I have not updated the blog about my project in a while. Its scope has been pared down significantly – as Ethan has said from the start that it would. The main change is that in order to make the creation of a database manageable within the time parameters of the program, given my total lack of experience with SQL, I have had to identify one highly uni-variant form of data within the corpus of economic and environmental statistics that exist in relation to the Lake Victoria basin. I selected tables relating to the production and consumption of electricity in East Africa, for historiographical and methodological reasons. The generation of hydropower at Owen Falls is an emerging point of emphasis in the historiography of East Africa, and will likely have considerable significance within the context of my dissertation.

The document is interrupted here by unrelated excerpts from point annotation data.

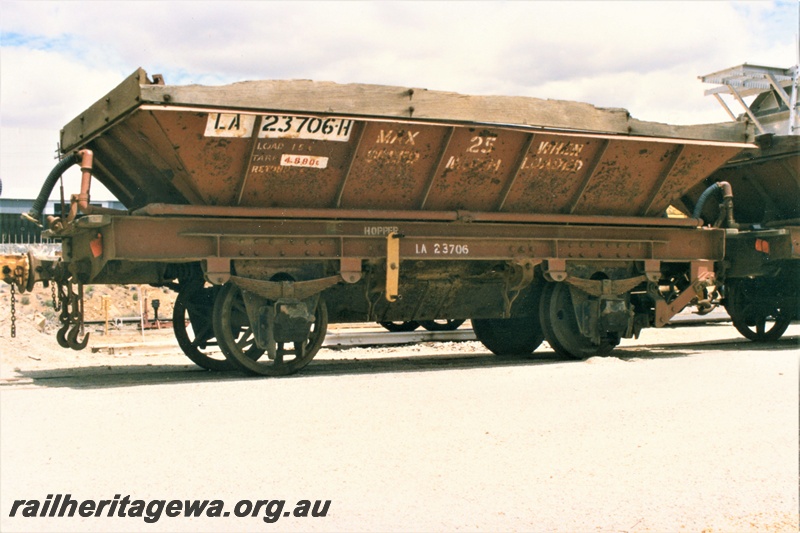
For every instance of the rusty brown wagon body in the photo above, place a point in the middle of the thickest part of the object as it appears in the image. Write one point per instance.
(305, 202)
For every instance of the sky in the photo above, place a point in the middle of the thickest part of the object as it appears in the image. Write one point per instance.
(57, 58)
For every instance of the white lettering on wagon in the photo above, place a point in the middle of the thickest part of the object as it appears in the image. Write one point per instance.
(397, 137)
(299, 127)
(441, 248)
(230, 125)
(556, 156)
(380, 231)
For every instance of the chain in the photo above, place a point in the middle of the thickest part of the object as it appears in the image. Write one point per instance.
(13, 311)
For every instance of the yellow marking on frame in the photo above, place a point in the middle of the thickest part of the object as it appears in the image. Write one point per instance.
(392, 266)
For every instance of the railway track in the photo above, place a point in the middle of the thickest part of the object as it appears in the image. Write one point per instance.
(346, 336)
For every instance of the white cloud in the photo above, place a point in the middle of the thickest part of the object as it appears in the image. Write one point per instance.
(59, 57)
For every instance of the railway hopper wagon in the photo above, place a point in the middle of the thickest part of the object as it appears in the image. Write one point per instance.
(276, 207)
(761, 272)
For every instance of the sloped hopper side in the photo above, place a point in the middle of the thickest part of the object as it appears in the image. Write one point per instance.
(318, 161)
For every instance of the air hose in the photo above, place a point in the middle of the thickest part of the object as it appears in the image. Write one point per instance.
(35, 213)
(701, 202)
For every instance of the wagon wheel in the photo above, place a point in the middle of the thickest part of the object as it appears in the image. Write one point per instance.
(398, 327)
(756, 316)
(441, 325)
(509, 336)
(237, 341)
(195, 306)
(560, 326)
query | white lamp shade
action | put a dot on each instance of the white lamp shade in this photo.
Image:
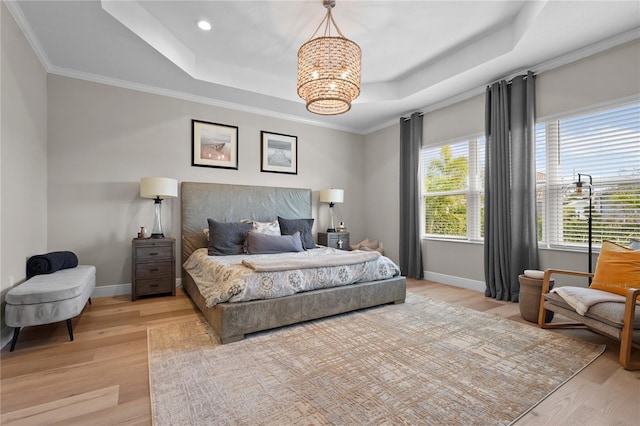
(152, 187)
(331, 195)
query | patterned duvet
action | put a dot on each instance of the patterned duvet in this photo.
(225, 278)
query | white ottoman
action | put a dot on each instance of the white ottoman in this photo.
(49, 298)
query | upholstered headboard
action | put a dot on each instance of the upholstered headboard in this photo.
(233, 203)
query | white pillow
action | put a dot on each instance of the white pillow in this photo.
(268, 228)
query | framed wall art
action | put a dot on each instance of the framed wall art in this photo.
(214, 145)
(278, 153)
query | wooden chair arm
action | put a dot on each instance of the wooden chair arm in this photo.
(549, 272)
(626, 335)
(545, 289)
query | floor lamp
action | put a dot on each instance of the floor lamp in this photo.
(580, 186)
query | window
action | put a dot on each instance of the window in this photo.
(452, 191)
(605, 145)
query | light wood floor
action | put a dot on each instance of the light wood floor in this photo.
(102, 377)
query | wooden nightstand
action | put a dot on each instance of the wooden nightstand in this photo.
(339, 240)
(153, 268)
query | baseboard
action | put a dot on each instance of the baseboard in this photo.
(455, 281)
(119, 289)
(100, 291)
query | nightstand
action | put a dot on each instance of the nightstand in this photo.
(339, 240)
(153, 268)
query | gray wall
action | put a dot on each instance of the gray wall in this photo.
(23, 164)
(103, 139)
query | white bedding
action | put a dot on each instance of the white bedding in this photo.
(225, 278)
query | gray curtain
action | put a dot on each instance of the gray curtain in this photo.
(511, 237)
(410, 145)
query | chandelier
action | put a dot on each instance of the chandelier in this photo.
(329, 69)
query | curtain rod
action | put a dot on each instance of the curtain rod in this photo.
(420, 113)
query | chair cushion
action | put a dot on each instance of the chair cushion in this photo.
(61, 285)
(618, 269)
(610, 313)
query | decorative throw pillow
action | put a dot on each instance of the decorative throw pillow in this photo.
(357, 246)
(227, 238)
(259, 243)
(371, 245)
(291, 226)
(269, 228)
(618, 269)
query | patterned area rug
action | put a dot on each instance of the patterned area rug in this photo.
(421, 362)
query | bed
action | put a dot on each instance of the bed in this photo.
(234, 203)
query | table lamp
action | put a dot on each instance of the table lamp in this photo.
(158, 188)
(331, 196)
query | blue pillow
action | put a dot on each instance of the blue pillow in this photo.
(227, 238)
(291, 226)
(259, 243)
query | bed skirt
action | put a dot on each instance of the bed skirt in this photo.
(232, 321)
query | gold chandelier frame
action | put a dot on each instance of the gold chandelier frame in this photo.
(329, 68)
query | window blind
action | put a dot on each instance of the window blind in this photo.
(606, 146)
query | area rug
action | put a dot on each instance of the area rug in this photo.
(421, 362)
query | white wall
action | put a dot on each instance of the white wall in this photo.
(103, 139)
(23, 145)
(595, 80)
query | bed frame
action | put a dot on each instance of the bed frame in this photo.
(233, 203)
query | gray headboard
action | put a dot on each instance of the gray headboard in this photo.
(233, 203)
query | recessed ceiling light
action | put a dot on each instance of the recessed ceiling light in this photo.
(203, 25)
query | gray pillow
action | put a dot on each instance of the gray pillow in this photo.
(227, 238)
(259, 243)
(291, 226)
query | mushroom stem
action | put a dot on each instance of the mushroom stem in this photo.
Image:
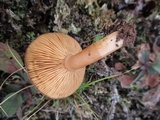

Therefore, I think that data from Owen Falls and other sites in East Africa offers a useful point of focus for this exercise.

 

It also offers a relatively accessible point of entry into writing SQL, because the information consists mostly of simple X-Y tables with recurring categories, e.g. Power (Horsepower) produced, Light (Kilowatts) consumed. Still, I have had to do some data cleaning, because these observations were not necessarily made to be compared with one another and were not produced in a standard form like Blue Books (at least, I haven’t digitized any relevant Blue Books). This data includes some tables that are pre-grouped. The largest bodies of information among these groups are a time-series that charts power and light production at sites across Kenya and Uganda across a decade, and a set of revised projections for the demand for electricity based on a revised estimate for the cost of power generation. These groups of tables seem to offer the most low-hanging fruit for the linking of tables through SQL – and the most historically-sound use of the language in this context, given the fact that the creators of these tables intended to group them.

 

The tables in these groups have also categories in common with other tables outside their own groupings, and so through the use of SQL these data can reveal an integrated picture of electricity production and consumption. This can give researchers increased access to the history of the region, but can also impose an ahistorical image onto the hydropower industry in East Africa, because historical actors did not necessarily see the industry in the ways that a database might present it. Then again, this tension can also be valuable in trying to understand the historical trajectory of hydropower.